'They're not needed': Postmaster General tells Senate he has no intention of returning mail sorting machines
In testimony before the Senate Homeland Security and Governmental Affairs Committee on Friday, Postmaster General Louis DeJoy told lawmakers that he has "no intention" of returning or replacing mail-sorting machines that have been removed from post offices across the nation.
Questioned on the machine removals by Sen. Gary Peters (D-Mich.), DeJoy—a Trump megadonor who has no prior experience working for the U.S. Postal Service—said, "They're not needed, sir."
According to the American Postal Workers Union, the U.S. Postal Service under DeJoy's leadership was moving to decommission more than 670 sorting machines around the country before the postmaster general vowed to suspend his operational changes earlier this week.
Iowa Postal Workers Union President Kimberly Karol—a 30-year Postal Service veteran—told NPR last week that the removal of mail-sorting machines "hinders our ability to process mail in the way that we had in the past."
Postmaster General Louis DeJoy is set to testify Friday before the Republican-controlled Senate Homeland Security and Governmental Affairs Committee in the wake of startling new revelations surrounding the process that led to his appointment as well as fresh details on his plans for a massive post-election overhaul of mail operations.
Earlier this week, as Common Dreams reported, DeJoy vowed to suspend—but not reverse—his policy changes at the U.S. Postal Service that caused massive package backlogs across the country and threatened the timely delivery of mail-in ballots.
According to the Washington Post, DeJoy "has mapped out far more sweeping changes to the U.S. Postal Service than previously disclosed, considering actions that could lead to slower mail delivery in parts of the country and higher prices for some mail services."

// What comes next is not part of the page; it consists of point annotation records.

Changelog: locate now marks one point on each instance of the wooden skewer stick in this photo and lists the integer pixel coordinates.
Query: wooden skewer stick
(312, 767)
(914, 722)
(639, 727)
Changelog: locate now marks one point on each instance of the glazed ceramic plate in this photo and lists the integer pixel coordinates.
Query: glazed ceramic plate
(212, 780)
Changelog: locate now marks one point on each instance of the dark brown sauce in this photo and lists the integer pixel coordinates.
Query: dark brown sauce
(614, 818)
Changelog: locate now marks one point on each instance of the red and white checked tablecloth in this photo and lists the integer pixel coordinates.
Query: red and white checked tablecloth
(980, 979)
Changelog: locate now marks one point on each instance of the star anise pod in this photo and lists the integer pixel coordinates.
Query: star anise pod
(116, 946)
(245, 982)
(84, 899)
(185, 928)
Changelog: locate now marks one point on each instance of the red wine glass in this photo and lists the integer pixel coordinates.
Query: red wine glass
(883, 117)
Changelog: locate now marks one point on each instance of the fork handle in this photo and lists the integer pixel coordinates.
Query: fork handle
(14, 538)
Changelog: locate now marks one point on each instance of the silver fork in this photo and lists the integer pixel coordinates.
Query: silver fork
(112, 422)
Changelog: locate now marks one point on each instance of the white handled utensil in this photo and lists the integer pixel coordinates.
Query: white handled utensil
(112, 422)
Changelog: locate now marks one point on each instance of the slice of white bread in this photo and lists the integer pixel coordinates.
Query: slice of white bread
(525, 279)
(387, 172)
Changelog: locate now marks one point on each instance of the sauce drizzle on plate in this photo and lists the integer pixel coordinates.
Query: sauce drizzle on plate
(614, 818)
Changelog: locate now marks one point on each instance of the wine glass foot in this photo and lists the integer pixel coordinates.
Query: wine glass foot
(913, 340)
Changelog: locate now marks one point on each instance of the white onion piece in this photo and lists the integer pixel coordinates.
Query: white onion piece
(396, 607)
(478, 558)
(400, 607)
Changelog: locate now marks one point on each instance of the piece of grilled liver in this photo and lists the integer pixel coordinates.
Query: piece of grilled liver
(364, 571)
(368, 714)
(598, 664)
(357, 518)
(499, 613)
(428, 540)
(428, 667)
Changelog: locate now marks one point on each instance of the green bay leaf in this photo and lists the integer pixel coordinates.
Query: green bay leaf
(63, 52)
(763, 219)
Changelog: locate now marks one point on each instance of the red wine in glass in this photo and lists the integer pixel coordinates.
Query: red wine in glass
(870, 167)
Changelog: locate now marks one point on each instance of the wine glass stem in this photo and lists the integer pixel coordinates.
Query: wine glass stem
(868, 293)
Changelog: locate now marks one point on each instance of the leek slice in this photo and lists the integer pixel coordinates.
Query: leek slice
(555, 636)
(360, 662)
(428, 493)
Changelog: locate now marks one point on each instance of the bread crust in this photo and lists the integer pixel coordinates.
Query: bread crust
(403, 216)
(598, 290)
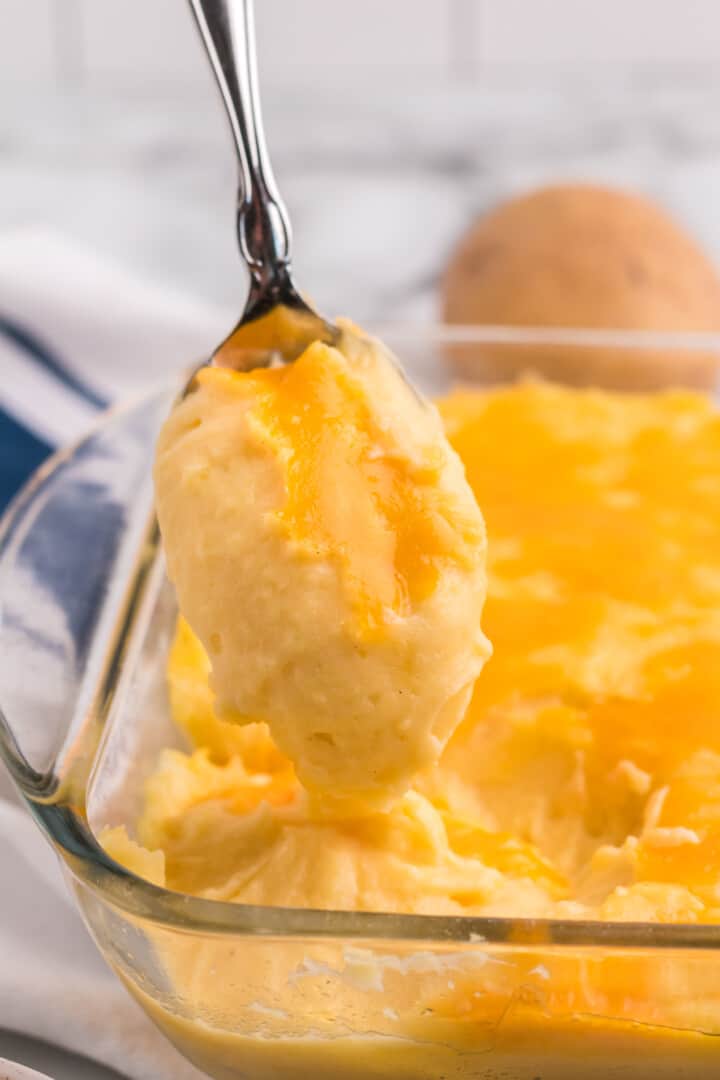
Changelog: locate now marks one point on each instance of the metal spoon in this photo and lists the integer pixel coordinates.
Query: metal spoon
(276, 324)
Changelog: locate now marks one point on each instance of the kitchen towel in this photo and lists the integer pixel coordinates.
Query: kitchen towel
(76, 333)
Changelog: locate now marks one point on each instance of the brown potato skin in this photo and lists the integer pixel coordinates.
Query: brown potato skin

"The plans under consideration, described by four people familiar with Postal Service discussions, would come after the election and touch on all corners of the agency's work," the Post reported. "They include raising package rates, particularly when delivering the last mile on behalf of big retailers; setting higher prices for service in Alaska, Hawaii, and Puerto Rico; curbing discounts for nonprofits; requiring election ballots to use first-class postage; and leasing space in Postal Service facilities to other government agencies and companies."